Reproduction Instructions

1. Following the instructions from running-debian-mips-linux-in-qemu download the files in the mips subdirectory of http://people.debian.org/~aurel32/qemu/ and save them to debian-qemu/be.
2. Ensure a new version of QEMU is installed, and that you have a network bridge setup following the instructions in QEMU and Bridge_with_netctl.
3. You'll want configure ssh access and install binwalk. From this point on the VM shouldn't require external internet access. Note: Although the run-vm executable is configured to work with either big endian or little endian mips images, we'll only use the big endian version as that is the architecture of the NETGEAR router.
   1. start the vm

      export ENDIANESS=be
      bin/run-vm -b -D
      

   2. as root in the qemu window, install sshd

      apt-get update
      apt-get install openssh-server
      

   3. shutdown the VM's and kill the qemu processes
4. install binwalk (more easily done on a Debian system)

   wget https://binwalk.googlecode.com/files/binwalk-1.2.2-1.tar.gz
   tar xzf binwalk-1.2.2-1.tar.gz
   cd binwalk-1.2.2-1/src/
   ./debian_quick_install.sh # on Debian, else manually install
   

5. Now to grab the NETGEAR firmware and extract the filesystem

   wget \
     http://www.downloads.netgear.com/files/GDC/WNDR3700V4/WNDR3700V4_V1.0.1.42.zip
   unzip WNDR3700V4_V1.0.1.42.zip
   binwalk -e WNDR3700v4-V1.0.1.42.img
   

   we can now see the broken cgi file in the extracted filesystem.

   file _WNDR3700v4-V1.0.1.42.img.extracted/squashfs-root/usr/sbin/net-cgi
   

6. Copy the squashfs filesystem to the QEMU VM.

1. The web server on the NETGEAR router (uhttpd) calls net-cgi for basically every web page. We'll want to call net-cgi from the command line.
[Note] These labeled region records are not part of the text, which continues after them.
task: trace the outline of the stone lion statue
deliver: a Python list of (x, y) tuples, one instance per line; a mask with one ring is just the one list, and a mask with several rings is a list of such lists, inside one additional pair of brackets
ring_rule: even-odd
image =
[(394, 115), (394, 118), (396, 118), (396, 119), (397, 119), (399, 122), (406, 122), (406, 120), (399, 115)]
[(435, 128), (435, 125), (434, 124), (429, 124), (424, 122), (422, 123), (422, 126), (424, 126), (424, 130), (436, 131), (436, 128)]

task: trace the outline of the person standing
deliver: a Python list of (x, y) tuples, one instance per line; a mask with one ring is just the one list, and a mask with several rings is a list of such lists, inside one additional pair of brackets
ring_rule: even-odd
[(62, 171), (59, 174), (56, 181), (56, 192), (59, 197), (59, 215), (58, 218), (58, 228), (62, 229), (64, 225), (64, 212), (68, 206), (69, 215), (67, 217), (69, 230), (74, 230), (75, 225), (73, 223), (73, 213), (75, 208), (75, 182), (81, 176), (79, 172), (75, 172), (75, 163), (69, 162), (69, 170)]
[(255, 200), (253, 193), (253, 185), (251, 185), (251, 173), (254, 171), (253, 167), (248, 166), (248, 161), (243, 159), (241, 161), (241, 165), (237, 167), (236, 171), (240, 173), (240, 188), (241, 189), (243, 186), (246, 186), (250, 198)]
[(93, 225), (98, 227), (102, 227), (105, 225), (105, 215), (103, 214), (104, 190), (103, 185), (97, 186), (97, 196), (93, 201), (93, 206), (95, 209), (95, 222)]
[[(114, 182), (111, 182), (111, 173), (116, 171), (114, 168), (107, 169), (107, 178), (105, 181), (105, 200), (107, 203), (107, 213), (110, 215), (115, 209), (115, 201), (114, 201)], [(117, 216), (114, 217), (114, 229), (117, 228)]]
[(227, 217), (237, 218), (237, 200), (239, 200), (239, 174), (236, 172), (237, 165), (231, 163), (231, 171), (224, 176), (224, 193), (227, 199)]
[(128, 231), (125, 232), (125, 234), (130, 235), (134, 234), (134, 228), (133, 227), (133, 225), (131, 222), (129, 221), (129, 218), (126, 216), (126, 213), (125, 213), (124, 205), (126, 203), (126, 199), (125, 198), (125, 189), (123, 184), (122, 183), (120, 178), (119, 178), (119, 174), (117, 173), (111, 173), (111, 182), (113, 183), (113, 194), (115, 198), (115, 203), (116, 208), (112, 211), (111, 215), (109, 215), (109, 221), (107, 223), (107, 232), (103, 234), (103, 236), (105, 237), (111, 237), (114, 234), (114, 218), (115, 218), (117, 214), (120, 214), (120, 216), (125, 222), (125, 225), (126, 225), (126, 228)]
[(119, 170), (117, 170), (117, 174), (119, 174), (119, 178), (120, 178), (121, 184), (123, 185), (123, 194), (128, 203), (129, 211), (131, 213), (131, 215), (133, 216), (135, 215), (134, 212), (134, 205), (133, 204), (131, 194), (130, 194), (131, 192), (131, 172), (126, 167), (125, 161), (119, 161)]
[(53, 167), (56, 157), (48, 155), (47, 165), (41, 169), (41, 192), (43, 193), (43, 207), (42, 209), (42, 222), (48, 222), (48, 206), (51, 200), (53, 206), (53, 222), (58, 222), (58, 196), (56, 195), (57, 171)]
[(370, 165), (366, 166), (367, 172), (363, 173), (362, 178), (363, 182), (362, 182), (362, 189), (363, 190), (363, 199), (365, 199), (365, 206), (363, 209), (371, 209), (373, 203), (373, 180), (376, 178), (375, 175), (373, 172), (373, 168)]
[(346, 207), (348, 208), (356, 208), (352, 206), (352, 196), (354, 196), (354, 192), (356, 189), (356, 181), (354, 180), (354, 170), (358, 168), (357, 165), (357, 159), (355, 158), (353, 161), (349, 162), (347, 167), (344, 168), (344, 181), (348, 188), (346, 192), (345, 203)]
Every header passed in by uhttpd may be passed on the command line as an environment variable. The script in bin/call-cgi will handle this for us.
2. We need to run net-cgi from within the NETGEAR firmware, since this is unpacked into ~/squashfs-root in our VM, the command to invoke net-cgi will need to us chroot. However at this point net-cgi will segfault trying to read files in /proc (thanks to strace for debugging help here). We can map /proc, /lib/init and /dev from the VM into squashfs-root with the following.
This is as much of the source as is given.